The determination unit included in the controller 170 may determine whether a difference between the output voltage of the first amplifier 140 and the output voltage of the second amplifier 150 is included within the set amplification voltage difference range. That is, the set amplification voltage difference is a criterion for determining whether the first amplifying unit 140 and the second amplifying unit 150 output a normal voltage. In this case, the set amplifying voltage difference is the first amplifying unit 140 and the second amplifying unit. The reference of the allowable error range may be indicated with respect to the output voltage difference of 150. Therefore, when the set amplification voltage difference is 1 [V] and the set tolerance is about 10%, the difference between the output voltage of the first amplifier 140 and the output voltage of the second amplifier 150 is 0.9 to 1.1 [V]. ] May be effectively operated within. If the output voltage difference between the first amplifying unit 140 and the second amplifying unit 150 is out of the set range of the amplifying voltage difference, it outputs a voltage of either the first amplifying unit 140 or the second amplifying unit 150. May be regarded as a failure, and in this case, if it is determined that the first offset unit 130 is a failure as described above, the first amplification unit 140 may be regarded as a failure. The operation may be stopped or stopped and the second amplifier 150 may continue to operate.

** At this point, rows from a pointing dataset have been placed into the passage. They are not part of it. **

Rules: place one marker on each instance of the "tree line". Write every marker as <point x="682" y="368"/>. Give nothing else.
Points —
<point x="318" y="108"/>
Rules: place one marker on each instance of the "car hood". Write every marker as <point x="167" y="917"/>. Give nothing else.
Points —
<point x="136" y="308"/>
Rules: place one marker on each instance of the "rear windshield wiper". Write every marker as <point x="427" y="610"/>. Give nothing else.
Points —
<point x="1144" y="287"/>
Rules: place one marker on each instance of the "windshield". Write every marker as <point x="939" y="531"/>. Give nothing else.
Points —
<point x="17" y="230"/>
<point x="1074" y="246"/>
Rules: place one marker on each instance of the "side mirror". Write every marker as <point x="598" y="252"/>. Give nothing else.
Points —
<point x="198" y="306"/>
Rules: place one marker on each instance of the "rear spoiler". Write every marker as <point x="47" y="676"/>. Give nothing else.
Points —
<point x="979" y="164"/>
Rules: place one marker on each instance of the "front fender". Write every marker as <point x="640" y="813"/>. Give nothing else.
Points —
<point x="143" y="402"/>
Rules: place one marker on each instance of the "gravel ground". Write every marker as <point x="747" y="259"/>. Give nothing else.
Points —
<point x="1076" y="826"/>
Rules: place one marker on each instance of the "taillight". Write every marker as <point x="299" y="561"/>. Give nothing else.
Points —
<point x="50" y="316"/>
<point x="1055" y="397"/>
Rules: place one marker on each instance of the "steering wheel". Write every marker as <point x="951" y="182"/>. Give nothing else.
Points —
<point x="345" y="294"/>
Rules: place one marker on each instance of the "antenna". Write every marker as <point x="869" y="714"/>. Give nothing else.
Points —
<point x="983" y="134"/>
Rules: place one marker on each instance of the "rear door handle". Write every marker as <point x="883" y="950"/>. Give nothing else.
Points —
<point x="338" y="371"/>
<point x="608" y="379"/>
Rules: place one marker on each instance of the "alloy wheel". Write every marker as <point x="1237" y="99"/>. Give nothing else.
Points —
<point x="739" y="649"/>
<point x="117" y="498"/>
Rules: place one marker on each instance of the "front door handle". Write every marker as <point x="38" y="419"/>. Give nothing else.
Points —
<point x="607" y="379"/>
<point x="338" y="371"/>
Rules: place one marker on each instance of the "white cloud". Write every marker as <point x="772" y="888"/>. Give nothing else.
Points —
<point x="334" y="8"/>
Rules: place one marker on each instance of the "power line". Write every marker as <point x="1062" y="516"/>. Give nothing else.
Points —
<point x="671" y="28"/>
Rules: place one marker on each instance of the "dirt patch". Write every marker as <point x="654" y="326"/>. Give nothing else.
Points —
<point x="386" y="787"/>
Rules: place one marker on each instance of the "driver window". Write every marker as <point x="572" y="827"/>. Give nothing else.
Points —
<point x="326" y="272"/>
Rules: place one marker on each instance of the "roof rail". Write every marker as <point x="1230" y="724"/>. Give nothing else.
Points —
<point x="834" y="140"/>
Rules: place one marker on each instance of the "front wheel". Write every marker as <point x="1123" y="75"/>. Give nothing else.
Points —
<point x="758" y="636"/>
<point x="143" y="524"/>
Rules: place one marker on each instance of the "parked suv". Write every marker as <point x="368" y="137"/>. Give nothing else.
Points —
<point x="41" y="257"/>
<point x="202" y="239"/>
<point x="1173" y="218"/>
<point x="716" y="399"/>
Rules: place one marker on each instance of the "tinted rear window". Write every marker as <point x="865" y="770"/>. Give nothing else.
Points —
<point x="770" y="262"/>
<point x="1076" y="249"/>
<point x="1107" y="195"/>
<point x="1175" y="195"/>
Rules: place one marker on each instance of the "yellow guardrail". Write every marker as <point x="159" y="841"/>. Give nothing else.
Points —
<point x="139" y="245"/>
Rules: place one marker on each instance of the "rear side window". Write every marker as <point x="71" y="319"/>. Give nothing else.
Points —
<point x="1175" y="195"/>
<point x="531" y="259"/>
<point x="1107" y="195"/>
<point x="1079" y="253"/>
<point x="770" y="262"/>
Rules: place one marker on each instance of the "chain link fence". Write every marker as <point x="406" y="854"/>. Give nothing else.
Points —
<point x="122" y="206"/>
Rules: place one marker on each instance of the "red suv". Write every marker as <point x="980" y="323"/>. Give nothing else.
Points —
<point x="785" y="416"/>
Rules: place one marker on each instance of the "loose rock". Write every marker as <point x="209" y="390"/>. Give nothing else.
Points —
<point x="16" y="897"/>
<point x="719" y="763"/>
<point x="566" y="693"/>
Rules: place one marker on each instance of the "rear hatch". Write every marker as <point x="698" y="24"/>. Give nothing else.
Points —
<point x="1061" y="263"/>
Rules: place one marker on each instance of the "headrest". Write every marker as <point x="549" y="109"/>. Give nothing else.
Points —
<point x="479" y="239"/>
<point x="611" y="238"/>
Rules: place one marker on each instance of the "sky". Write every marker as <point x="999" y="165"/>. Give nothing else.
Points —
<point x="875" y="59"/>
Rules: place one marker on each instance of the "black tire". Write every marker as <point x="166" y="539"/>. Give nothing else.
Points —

Accordingly, in the case of including only one amplification unit, there was no means to determine when the amplifying unit failed, but according to an embodiment of the present invention including two amplifying units, the first amplifying unit 140 may be disposed within the set amplification voltage difference range. Since it is determined whether the difference between the output voltage and the output voltage of the second amplifier 150 is included, it is possible to know whether the offset unit is normally operated and whether the amplifier is normally operated. In addition, when one amplifier fails, the controller 170 may be operated by the remaining amplifier.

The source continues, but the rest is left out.